Agriculture has become one of the most sensitive parts of these negotiations. Although the government says it will not compromise on the interests of farmers or open highly sensitive sectors such as wheat, rice, maize and dairy, farmer organisations remain sceptical because the final agreement has not yet been made public.
The biggest concern is competition from American agriculture. Farming in the U.S. is generally carried out on a much larger scale and with more highly mechanised equipment than in India. American farms also receive substantial financial support from the U.S. government through subsidies, crop insurance and other programmes.
Indian agriculture is almost the opposite. According to government data, more than 85% of Indian farmers own less than two hectares of land. Their production costs are relatively high, their bargaining power is limited and many depend on government support prices or local markets for their livelihoods. Farmer organisations argue that asking these two systems to compete on equal terms would not be a level contest.
Farmer groups fear that if tariffs are reduced, cheaper American agricultural products could enter India in larger quantities. Farmer leaders have warned that duty-free imports of wheat, pulses, edible oils, rice, vegetables, fruits and other products from the U.S. would devastate Indian agriculture along with the dairy, poultry, livestock and fisheries sectors. Previous reports on the negotiations have also referred to American interest in exporting soybean oil, animal feed ingredients, sorghum, tree nuts and processed fruit to India.

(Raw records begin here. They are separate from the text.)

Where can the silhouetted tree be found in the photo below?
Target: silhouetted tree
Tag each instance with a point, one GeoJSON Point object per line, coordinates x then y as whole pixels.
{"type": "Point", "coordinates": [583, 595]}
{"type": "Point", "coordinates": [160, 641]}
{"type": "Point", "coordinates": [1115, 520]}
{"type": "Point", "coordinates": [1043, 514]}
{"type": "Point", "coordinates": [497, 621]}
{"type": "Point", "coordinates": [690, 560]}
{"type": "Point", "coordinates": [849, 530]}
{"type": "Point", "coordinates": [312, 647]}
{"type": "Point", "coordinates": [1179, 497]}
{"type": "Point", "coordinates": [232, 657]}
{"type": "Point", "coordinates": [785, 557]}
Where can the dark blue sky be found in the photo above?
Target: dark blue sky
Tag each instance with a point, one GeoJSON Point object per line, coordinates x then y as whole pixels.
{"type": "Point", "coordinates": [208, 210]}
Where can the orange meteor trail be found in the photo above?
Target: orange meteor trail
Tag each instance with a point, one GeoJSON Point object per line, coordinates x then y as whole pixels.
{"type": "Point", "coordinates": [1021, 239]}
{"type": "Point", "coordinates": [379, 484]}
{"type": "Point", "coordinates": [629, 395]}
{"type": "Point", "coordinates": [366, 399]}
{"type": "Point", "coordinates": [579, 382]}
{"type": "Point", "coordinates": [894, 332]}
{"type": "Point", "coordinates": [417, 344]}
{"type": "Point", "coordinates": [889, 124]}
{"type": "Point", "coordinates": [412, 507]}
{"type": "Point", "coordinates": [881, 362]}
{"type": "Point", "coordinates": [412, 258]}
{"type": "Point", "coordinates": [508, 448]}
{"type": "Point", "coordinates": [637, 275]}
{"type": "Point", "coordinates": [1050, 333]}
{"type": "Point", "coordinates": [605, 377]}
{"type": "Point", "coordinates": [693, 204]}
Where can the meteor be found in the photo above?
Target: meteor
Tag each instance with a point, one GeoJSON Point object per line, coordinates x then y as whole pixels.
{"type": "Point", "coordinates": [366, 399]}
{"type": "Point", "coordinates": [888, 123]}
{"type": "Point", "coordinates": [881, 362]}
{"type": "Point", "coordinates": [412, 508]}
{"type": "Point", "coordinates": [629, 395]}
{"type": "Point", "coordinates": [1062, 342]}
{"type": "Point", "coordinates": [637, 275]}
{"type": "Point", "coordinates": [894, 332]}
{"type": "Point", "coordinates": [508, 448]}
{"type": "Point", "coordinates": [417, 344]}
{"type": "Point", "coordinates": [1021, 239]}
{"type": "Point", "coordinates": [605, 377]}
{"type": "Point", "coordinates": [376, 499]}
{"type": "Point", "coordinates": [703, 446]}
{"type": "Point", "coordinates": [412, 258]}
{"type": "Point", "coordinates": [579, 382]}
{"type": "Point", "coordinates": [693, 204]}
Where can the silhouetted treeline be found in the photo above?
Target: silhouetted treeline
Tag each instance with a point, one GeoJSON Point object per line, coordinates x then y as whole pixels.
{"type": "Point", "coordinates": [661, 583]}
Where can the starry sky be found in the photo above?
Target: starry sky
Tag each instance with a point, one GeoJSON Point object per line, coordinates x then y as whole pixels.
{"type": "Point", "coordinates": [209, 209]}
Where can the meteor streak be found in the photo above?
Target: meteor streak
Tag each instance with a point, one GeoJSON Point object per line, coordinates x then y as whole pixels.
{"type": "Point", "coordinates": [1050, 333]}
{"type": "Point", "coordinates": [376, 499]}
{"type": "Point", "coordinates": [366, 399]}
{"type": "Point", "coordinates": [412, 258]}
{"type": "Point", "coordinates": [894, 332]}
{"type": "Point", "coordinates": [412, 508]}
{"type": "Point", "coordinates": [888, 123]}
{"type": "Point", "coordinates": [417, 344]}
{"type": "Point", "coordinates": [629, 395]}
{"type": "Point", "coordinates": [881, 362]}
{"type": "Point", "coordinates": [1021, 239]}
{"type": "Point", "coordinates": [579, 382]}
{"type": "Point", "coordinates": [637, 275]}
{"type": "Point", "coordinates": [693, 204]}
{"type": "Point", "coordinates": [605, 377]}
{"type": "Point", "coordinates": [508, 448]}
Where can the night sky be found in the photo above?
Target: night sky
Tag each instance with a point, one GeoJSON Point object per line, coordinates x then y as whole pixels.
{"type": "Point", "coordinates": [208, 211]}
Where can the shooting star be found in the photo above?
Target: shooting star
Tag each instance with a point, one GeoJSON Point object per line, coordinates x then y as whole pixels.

If these imports become cheaper because import duties are lowered, Indian traders may buy more imported products instead of those produced by Indian farmers. That could push down prices received by Indian farmers and reduce their incomes.
These economic objections come amid existing complaints farmers have raised. In Punjab, union leaders have voiced concern about a falling water table and the strain that climate change places on cultivation. They have also protested against recent increases in the prices of petrol, diesel and cooking gas, a shortage of urea fertiliser, and proposed legislation including the Seeds Bill 2025 and an Electricity Amendment Bill, all of which they regard as adding to the financial burden on rural households.